LAWS(SC)-1965-1-8

LOTUS LINE PRIVATE LIMITED Vs. STATE OF MAHARASHTRA

Decided On January 07, 1965
LOTUS LINE PRIVATE LIMITED Appellant
V/S
STATE OF MAHARASHTRA Respondents

JUDGEMENT

(1.) This appeal on a certificate granted by the Bombay High Court arises out of a suit brought by the State of Bombay (respondent) against the appellant for recovery of Rs. 24,979-2-4. The facts which led to the filing of the suit are not now in dispute as they have been concurrently found by the two Courts below and may be briefly narrated. On April 27, 1948, at about mid-day, the vessel Padam belonging to the appellant arrived in the Dharamtar creek carrying a cargo of 3,500 bags of manure weighing about 250 tons and laid anchor alongside Dharamtar jetty lying on the Pen side of the creek on the Pen-Khopoli road. The Dharamtar jetty is meant for small vessels bringing passengers and luggage crossing the creek and so the peon on duty there requested the master of the ship to remove the vessel into the creek and to unload the cargo with the help of small boats. The master of the ship agreed to do so. But when he tried to move the vessel away from the jetty, she actually came on top of it due to the force of the ebb tide and got stuck there. The incident was reported by the peon to his superior officer who directed the peon to inform the master to refloat the vessel at night when there was high tide. The master did so at about 3 a.m. The consequence of the vessel getting on the jetty and the attempt to take it off was serious damage to the jetty, which was broken. This damage was found on the next day, i.e., April 28, 1948. An estimate for special repairs of the damage done was prepared soon after and was submitted on May 12, 1948 to the Executive Engineer. The appellant was asked by telegram on May 5, 1948 to send a representative in order that an estimate of the cost of special repairs for the damage done might be prepared. The appellant replied by telegram that a representative would be sent but no one appealed on behalf of the appellant when the estimate was prepared. This estimate was for Rs. 16,400. It appears that sometime thereafter, emergent repairs costing Rs. 2,783 were undertaken to make the jetty workable. Later, some minor repairs posting about Rs. 1,223 were further carried out. In the meantion the appellant was asked again and again to pay for the damage done. The appellant refused to do so and, therefore, the State of Bombay filed the suit claiming the three sums mentioned above for special repairs, emergent repairs and minor repairs and also 6 per centum per annum interest thereon.
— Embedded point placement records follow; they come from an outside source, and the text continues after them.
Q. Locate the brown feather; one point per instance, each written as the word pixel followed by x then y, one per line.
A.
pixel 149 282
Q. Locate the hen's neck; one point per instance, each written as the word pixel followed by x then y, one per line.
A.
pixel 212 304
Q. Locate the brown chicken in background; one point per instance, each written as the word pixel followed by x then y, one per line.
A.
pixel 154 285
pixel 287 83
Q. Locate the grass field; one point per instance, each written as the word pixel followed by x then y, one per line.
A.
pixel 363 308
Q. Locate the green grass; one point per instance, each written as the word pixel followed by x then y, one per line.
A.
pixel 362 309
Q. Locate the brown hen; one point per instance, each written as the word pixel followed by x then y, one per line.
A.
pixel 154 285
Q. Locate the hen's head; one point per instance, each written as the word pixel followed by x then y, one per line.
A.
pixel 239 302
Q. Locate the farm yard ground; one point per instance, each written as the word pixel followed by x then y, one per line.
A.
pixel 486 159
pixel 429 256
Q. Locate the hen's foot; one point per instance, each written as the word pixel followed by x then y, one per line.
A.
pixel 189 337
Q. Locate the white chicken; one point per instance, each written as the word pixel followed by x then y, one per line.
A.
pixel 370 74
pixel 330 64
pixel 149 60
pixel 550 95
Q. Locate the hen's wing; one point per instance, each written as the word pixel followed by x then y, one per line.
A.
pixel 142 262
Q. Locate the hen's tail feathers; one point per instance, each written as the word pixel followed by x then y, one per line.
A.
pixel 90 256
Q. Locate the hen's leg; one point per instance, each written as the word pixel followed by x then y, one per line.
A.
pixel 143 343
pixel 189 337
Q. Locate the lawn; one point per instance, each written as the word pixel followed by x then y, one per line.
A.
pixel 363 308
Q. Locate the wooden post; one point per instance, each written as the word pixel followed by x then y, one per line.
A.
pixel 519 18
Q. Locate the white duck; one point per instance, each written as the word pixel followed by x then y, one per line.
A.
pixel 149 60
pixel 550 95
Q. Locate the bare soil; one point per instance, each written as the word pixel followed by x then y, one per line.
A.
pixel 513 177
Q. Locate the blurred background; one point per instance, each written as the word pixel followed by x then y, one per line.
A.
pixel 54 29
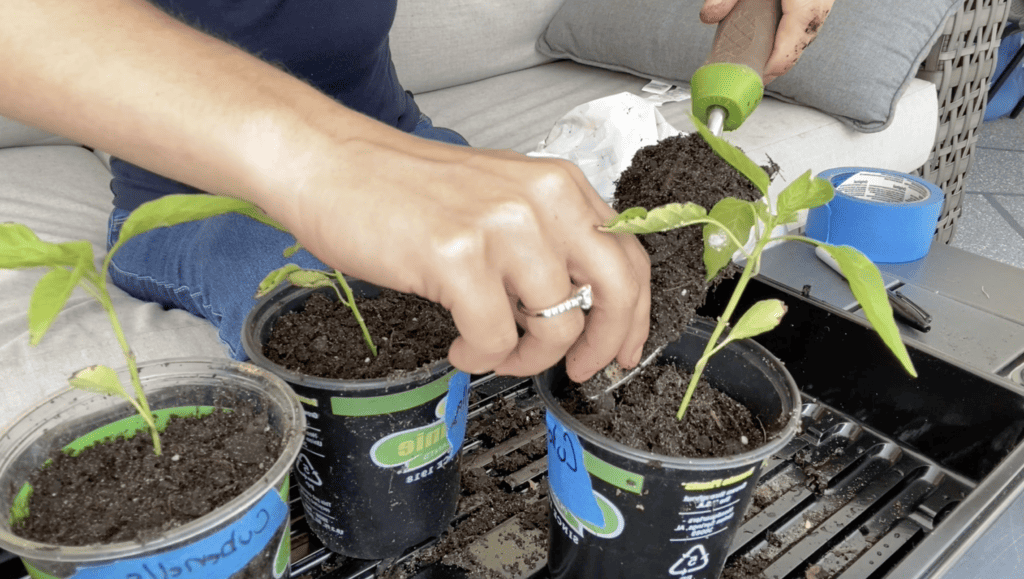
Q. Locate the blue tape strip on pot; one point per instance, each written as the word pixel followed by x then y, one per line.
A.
pixel 889 216
pixel 216 556
pixel 457 410
pixel 566 474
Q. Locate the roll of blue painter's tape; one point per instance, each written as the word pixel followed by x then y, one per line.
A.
pixel 889 216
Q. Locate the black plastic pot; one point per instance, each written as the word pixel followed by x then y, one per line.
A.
pixel 622 512
pixel 379 469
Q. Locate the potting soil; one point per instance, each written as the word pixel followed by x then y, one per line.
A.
pixel 121 491
pixel 324 339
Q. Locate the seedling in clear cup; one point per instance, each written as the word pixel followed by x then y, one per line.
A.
pixel 71 264
pixel 728 228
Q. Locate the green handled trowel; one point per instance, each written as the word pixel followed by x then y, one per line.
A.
pixel 729 85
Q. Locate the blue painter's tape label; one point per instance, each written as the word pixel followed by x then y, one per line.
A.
pixel 217 556
pixel 566 474
pixel 457 410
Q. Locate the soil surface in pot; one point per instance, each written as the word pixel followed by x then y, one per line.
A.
pixel 324 339
pixel 677 169
pixel 119 490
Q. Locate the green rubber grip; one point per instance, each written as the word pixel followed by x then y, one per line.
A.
pixel 732 75
pixel 737 88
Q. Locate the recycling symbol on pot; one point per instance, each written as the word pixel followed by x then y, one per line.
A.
pixel 306 470
pixel 691 562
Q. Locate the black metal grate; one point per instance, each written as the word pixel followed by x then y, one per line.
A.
pixel 842 501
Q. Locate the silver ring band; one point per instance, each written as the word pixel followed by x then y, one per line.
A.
pixel 582 298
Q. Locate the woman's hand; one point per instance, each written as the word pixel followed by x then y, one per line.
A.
pixel 477 232
pixel 798 28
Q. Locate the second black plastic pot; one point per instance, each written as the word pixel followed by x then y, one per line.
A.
pixel 379 469
pixel 622 512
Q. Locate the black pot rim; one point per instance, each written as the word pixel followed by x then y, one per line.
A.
pixel 272 305
pixel 675 462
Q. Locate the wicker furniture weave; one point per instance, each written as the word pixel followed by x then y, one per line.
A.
pixel 961 65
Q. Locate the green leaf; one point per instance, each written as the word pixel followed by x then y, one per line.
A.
pixel 737 217
pixel 20 248
pixel 762 317
pixel 19 508
pixel 99 379
pixel 804 193
pixel 867 287
pixel 734 157
pixel 669 216
pixel 309 279
pixel 173 209
pixel 274 279
pixel 48 298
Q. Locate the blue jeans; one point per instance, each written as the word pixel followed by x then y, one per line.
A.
pixel 212 267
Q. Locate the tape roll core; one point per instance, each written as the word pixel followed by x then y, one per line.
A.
pixel 888 215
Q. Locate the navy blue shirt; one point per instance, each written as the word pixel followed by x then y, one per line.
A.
pixel 339 46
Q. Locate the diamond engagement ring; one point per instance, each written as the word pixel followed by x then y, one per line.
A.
pixel 583 298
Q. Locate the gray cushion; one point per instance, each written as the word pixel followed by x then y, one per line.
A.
pixel 13 133
pixel 864 56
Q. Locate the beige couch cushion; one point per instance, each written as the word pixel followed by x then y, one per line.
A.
pixel 62 194
pixel 493 37
pixel 515 111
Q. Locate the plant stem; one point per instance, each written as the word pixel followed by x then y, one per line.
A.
pixel 355 311
pixel 723 321
pixel 142 405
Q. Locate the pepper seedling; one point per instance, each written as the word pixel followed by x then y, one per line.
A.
pixel 728 228
pixel 315 279
pixel 71 264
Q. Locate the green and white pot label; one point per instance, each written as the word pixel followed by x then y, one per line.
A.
pixel 417 448
pixel 569 471
pixel 574 527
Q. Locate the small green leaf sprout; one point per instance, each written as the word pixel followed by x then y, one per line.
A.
pixel 727 229
pixel 71 264
pixel 316 279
(2.) The trial Court found that the above facts had been established by the evidence led before it and that the appellant was liable to make good the loss as it arose on account of the negligence of the master of the ship. It then came to consider the quantum of damages. It came to the conclusion that the claim for Rs. 16,400 was really for reconstruction of the whole damaged area and this showed that the respondent-State wanted restitution and not compensation for the damage done. It, however, refused to give restitution on the ground that it had not been proved that special repairs to the extent of Rs. 16,400 were absolutely necessary for the damaged portion or the jetty. The trial Court also inspected the jetty and was of the opinion that the emergent and minor repairs that had been made had put the jetty in order and traffic was going on as usual. Further it took into account the statement of a witness that a bridge was being constructed over the Dharamtar creek and was likely to be completed within two years. It, therefore, finally gave a decree for Rs. 3,671-12-6 which had been actually spent by the State in making the repairs. The rest of the claim was dismissed.

(3.) This led to an appeal by the State before the High Court, and the only question which the High Court had to decide was the quantum of damages. In that connection the High Court relied on The Mayor, Wednesbury Corporation v. Lodge Holes Colliery Co. Ltd., (1907) 1 KB 78, and held that that case laid down that the general rule was to require the party in the wrong to make compensation and not restitution, but there was an exception to this rule and that exception was where the party complaining of a wrong to property was a corporation or a trustee charged with the maintenance of a highway or other public work. In such a case the wrongdoer was bound to make restitution because a corporation or a trustee who was charged with the maintenance of public works was bound to restore the property in its or his possession to its original condition. On this view, the High Court allowed the appeal and modified the decree of the trial Court by awarding Rs. 19,038-8-0 and interest at 8 per centum from the date of suit till realisation. The present appeal on a certificate granted by the High Court challenges the principle laid down by the High Court, and it is urged that no such principle has been laid down in Wednesbury Corporation's case, (1907) 1 KB 78, and that that case was overruled in Lodge Halls Colliery Co. Ltd. v. Mayor of Wednesbury, 1908 AC 323.